Le modèle cosmologique standard fait naître les premières étoiles alors que l'Univers observable était plus dense qu'aujourd'hui et que la nucléosynthèse primordiale des éléments chimiques pendant le Big Bang n'avait pas dépassé les isotopes de l'hydrogène, de l'hélium et du lithium. Il en découle que les premières étoiles n'ont pas pu naître comme les étoiles que l'on peut observer aujourd'hui dans la Voie lactée et qu'elles étaient différentes.
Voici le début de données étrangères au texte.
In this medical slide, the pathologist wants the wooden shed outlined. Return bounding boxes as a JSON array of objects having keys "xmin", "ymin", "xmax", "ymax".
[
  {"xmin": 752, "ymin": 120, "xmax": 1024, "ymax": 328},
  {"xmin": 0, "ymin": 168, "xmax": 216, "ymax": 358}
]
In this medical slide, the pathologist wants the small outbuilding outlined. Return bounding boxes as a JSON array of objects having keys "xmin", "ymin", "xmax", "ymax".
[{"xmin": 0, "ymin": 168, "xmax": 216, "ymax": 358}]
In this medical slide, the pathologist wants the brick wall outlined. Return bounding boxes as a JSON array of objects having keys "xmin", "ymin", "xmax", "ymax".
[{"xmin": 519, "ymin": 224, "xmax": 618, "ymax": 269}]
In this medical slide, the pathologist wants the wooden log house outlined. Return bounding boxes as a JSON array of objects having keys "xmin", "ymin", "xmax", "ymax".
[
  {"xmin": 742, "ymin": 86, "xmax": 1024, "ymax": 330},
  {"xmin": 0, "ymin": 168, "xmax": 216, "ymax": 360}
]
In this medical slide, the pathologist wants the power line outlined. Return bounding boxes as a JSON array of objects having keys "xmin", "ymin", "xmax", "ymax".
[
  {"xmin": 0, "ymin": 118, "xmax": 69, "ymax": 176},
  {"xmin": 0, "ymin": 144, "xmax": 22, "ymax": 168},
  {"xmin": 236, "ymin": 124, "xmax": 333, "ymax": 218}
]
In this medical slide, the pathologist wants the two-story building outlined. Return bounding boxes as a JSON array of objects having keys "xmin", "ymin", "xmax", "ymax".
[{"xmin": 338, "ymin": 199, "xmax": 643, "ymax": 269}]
Les théoriciens de la structure stellaire nous disent en outre que ces étoiles devaient être très massives, au moins une centaine de fois la masse du Soleil et plus probablement des centaines de fois celle de notre Étoile et même des milliers. Il en résulte également qu'elles devaient rapidement exploser en supernovae d'un genre là aussi différent, des supernovae à instabilité de paires (Pair-Instability Supernovae : PISNe) faisant intervenir non seulement une nucléosynthèse exotique mais la création de particules d'antimatière.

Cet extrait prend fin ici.